Владение рабами изменило Генри Трейси, ожесточило. Так считала его жена. Но он-то сам знал, что в нем жила темная сила, которая разъедала душу, требуя выхода обиды и унижения, которым его подвергли во многом по вине жены. То, что вина Элизабет была ее бедой, Генри уже не волновало. О том, что его женитьба позволила ему войти в круг тех, кого он считал хозяевами жизни, со временем также утратило свою силу, как и повод быть с женой поласковее.
Генри не сразу решился на телесные наказания рабов, но увидев, уже не мог остановиться. Он вдруг ощутил в себе странное и приятное чувство, похожее на оргазм после владения Элизабет в моменты, когда ему удавалось настоять на ее супружеском долге. Близость больше напоминала насилие и Генри невольно связал воедино негативные ощущения, которое испытывал, видя брезгливую покорность жены и бессильный гнев скованных цепями рабов.
Сначала его это испугало, уж больно необычные ощущения. Потом все повторилось и он уже стал искать повод, чтобы придраться и найти новую жертву. Генри осознавал, что растит в себе демона и не гордился этим, а просто сдался на милость, признав его победителем. В поражении он видел своего рода месть «благородной святоше» Элизабет, которая и в грязи не забудет про свою «голубую кровь» и знатное происхождение.
Генри не афишировал своих наклонностей, считая, что его демоны – это его личное дело.
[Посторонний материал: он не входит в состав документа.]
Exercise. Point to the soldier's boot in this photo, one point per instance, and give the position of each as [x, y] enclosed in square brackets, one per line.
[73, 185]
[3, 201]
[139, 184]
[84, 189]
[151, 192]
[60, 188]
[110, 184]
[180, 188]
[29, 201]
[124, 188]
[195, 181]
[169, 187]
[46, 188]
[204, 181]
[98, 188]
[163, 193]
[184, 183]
Начинающий плантатор наблюдал за экзекуциями, стоя за занавеской в своем доме у окна, откуда было видно, что происходило у столба для наказаний.
– Что там? – спросил однажды Дик, теребя отца за штанину, в надежде, что его возьмут на руки и покажут, кто кричит.
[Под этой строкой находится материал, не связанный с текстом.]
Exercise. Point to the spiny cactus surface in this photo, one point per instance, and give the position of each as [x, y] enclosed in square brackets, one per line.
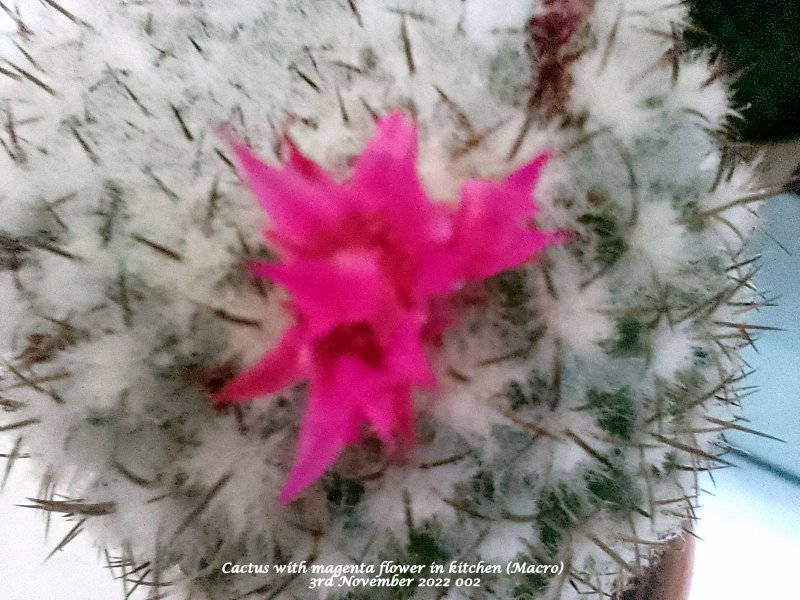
[578, 398]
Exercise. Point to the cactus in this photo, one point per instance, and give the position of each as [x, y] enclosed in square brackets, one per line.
[579, 397]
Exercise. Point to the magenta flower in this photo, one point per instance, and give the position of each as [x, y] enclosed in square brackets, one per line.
[369, 264]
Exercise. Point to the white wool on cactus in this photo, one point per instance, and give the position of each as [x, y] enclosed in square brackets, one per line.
[578, 396]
– Ничего. Иди к матери, – Генри даже испугался, что сын поймет, что он тут делает, хотел отослать его, но потом передумал. Рано или поздно, ему придется продолжить начатое. Чем раньше он познакомится с этой стороной жизни на плантациях и привыкнет, тем лучше.
Он подозвал сына к себе. Дик приблизился, все еще обиженный, что отец отмахнулся от него. Потом они стояли вместе до тех пор, пока Генри с ужасом не заметил, что сын держится ручкой за штанишки.
– Что ты делаешь, негодный мальчишка! Убери немедленно руки и никогда так больше не делай!
Маленький Дик смутился и повиновался, спрятав руки за спину.
– «Боже, неужели он в меня? А в кого же еще? Отлично. Раз ребенок, ангел безгрешный, испытывает то же, значит и я не исчадие ада», – внутренний монолог стал определенной вехой в судьбе семьи Генри Трейси. В созданной им атмосфере рос не обычный ребенок, а то самое исчадие ада, которое сначала разъело душу отца и теперь взялось за ребенка, изгоняя из него ангела раз и навсегда, не дав ни одного примера сострадания и любви или хотя бы заботы о ближнем.
С тех пор миновало много лет. Но Дик вспомнил об этом именно сейчас, когда смотрел на несчастную, перепуганную рабыню. Он вырос и стал богатым плантатором, но на всю жизнь запомнил свои ощущения, которые испытал в тот самый, первый раз, стоя с отцом у окна. Сердце Дика Трейси забилось сильнее, губы задрожали и рука сама потянулась вниз.